The agency is relaxing the rules because of the challenges operators are facing as they try to do business during the crisis.

As many restaurants and foodservice businesses convert to takeout and delivery, the U.S. Food and Drug Administration is temporarily relaxing menu-labeling regulations during the coronavirus health crisis.

The menu-labeling rules were a major component of the Affordable Care Act, signed into law in 2010. The rules require chains of 20 or more units to provide nutrition information, including calorie content, for standard items on menus, menu boards, and other point-of-sale materials.

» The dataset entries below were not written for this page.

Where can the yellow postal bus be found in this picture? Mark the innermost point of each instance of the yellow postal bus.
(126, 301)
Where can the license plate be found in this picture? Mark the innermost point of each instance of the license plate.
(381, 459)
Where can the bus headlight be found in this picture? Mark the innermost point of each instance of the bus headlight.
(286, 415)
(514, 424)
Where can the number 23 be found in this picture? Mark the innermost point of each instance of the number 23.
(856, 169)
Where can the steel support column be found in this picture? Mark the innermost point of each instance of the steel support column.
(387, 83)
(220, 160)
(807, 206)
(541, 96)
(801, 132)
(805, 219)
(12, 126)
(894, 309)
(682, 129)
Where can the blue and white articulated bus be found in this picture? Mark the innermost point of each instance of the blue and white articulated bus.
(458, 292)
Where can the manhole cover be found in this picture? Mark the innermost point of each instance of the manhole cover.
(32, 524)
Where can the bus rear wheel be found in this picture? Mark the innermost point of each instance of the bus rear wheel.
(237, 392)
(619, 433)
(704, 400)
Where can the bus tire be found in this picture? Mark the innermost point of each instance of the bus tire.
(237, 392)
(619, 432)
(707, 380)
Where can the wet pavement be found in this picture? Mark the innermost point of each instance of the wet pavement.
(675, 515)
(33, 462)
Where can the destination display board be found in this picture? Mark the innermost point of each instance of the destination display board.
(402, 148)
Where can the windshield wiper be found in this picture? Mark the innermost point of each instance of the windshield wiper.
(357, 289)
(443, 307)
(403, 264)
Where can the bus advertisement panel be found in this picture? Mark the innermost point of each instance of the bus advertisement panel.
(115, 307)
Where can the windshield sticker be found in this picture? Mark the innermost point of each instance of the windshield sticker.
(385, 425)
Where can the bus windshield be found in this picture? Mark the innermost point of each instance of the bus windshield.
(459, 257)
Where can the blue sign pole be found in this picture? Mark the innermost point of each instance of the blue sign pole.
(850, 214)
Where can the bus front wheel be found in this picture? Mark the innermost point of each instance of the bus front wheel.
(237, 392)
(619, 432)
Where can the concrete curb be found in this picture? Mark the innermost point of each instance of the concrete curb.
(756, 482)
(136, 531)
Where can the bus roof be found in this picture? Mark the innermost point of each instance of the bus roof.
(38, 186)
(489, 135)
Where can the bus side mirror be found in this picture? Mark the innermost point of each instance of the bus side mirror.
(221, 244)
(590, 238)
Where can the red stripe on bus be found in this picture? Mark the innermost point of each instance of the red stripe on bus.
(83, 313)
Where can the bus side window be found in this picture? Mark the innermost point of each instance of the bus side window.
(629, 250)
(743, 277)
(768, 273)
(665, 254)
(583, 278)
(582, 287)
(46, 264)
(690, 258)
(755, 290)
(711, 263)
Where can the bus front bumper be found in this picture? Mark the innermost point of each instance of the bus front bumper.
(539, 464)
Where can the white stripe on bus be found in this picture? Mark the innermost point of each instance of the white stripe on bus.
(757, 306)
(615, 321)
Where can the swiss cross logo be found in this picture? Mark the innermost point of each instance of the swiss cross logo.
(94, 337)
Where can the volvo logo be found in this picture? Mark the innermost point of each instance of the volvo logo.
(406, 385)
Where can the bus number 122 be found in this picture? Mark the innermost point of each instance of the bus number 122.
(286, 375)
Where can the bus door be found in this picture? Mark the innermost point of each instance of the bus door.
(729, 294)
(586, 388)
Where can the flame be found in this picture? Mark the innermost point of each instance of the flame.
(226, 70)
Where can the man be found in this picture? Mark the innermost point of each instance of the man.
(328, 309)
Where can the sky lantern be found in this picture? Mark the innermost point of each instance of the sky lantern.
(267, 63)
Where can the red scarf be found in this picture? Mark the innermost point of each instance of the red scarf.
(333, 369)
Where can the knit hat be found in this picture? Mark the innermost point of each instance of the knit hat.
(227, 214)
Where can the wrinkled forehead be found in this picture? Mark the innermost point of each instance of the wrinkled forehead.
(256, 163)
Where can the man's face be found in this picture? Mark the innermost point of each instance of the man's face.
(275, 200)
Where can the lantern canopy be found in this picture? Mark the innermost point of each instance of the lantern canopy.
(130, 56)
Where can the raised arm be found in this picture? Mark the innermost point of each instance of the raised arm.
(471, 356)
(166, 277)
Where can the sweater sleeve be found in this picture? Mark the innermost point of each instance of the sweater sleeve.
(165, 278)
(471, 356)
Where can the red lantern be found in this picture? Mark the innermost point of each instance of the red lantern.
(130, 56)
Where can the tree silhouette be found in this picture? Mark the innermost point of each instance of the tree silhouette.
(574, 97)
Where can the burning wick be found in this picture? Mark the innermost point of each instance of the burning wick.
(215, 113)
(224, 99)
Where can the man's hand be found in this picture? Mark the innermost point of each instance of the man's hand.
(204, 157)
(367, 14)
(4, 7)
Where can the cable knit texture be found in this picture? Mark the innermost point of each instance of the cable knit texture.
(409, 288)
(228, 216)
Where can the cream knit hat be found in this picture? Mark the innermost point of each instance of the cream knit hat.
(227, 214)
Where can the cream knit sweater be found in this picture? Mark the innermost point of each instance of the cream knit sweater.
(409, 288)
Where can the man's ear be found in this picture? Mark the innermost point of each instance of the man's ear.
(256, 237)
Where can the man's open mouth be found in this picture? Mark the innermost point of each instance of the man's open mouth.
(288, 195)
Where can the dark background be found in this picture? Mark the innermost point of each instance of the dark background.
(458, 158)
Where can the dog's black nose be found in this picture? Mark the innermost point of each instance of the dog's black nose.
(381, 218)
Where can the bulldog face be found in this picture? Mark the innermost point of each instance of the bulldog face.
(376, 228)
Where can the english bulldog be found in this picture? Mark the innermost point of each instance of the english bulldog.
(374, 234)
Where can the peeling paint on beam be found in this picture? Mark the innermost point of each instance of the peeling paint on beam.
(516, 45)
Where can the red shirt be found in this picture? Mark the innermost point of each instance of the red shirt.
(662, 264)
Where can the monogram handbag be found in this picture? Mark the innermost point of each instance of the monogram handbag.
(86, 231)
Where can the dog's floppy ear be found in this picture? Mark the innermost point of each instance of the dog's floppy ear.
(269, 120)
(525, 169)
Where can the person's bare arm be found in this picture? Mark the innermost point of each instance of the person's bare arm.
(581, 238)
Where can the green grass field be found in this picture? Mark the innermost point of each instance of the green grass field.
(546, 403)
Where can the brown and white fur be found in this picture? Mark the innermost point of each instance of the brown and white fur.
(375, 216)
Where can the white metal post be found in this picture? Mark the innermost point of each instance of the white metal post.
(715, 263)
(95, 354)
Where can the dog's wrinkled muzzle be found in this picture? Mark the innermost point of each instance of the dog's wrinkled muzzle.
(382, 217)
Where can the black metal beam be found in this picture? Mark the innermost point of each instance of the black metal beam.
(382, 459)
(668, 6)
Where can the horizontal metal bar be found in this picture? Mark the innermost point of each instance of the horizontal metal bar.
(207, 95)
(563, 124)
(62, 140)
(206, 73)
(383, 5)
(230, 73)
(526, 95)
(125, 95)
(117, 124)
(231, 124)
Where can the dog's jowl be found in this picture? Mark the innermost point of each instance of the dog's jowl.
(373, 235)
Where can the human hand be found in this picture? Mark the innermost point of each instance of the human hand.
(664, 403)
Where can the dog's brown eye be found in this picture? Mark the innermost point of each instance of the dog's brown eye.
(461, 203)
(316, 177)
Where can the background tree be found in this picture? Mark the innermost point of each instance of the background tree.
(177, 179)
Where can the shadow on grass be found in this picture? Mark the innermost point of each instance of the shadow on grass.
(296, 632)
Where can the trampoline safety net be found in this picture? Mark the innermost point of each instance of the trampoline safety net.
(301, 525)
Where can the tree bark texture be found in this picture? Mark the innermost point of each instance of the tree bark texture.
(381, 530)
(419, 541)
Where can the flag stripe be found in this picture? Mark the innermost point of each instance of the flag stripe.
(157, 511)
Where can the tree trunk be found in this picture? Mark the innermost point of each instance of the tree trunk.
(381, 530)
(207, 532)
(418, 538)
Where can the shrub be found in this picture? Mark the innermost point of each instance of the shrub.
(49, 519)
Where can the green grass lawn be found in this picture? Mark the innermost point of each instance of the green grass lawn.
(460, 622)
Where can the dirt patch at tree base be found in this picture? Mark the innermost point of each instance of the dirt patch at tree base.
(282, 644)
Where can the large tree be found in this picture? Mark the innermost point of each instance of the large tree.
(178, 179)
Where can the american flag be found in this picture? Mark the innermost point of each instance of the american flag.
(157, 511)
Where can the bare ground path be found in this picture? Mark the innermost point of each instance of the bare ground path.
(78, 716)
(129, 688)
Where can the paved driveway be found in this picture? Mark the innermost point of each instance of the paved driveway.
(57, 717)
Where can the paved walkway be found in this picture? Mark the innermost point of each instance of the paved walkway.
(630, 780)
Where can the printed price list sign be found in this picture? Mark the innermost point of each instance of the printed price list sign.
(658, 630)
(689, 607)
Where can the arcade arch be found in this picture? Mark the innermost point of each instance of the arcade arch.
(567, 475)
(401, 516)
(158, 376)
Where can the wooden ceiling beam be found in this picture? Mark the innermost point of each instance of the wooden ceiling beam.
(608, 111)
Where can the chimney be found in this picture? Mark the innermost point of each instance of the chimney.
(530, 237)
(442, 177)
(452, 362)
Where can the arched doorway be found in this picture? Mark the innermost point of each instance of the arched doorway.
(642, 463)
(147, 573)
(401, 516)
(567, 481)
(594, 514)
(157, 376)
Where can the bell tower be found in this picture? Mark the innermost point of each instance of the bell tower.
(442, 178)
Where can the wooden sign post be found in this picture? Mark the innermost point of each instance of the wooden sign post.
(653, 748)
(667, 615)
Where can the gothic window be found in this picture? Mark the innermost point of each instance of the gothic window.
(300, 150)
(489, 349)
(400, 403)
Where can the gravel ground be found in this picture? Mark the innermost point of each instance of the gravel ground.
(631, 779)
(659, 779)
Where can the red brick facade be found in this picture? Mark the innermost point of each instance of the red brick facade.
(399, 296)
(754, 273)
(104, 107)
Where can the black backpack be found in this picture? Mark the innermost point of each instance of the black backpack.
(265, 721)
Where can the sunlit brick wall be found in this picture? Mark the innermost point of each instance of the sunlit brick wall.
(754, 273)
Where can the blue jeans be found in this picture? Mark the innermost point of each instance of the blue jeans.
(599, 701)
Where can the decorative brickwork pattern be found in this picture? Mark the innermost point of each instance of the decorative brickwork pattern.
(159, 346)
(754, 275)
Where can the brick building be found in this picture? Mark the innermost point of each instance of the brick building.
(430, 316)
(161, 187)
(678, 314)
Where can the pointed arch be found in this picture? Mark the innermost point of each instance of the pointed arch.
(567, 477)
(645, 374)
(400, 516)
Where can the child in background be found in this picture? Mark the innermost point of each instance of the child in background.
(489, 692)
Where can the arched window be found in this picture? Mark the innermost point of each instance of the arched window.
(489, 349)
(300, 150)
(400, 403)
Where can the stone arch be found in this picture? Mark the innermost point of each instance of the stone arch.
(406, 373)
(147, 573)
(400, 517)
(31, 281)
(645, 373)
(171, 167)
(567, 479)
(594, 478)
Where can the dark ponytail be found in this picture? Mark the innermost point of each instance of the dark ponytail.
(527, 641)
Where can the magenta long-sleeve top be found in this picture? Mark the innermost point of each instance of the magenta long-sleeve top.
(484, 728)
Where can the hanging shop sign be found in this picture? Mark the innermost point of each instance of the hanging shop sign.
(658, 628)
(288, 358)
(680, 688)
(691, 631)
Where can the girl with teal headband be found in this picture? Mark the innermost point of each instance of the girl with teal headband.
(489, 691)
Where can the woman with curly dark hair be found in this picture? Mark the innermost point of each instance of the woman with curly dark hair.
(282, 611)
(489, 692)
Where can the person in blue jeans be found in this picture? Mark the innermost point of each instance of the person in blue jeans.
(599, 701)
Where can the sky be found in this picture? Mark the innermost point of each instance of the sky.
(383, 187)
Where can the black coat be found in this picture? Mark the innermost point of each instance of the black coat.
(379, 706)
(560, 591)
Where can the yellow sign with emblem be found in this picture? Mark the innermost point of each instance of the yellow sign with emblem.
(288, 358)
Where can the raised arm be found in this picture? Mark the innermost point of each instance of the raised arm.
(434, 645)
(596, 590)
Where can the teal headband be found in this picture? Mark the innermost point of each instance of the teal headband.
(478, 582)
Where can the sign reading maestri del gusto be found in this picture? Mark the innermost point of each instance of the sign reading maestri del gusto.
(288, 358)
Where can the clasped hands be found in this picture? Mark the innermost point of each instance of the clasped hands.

The agency said it was relaxing the rules because of the challenges operators are facing as they try to do business during the crisis. Those challenges include:

  • Creating new menu items that support a takeout- and delivery-only format
  • Making nutrition information available during their rapid transition to takeout and delivery only
  • Menu changes due to ingredient and supply-chain shortages resulting from the health crisis
  • Ability to navigate regulatory compliance with fewer employees on staff due to recent furloughs and layoffs

FDA officials encouraged operators to continue to comply with the rules but said they do not intend to object if restaurants cannot meet the menu-labeling requirements during the health crisis.

“Flexibility in the rules during this national crisis is extremely helpful,” said Laura Abshire, the National Restaurant Association’s director of food nutrition and sustainability policy. “Right now, restaurants are working extremely hard to ensure they are safely serving their customers and taking care of their communities.”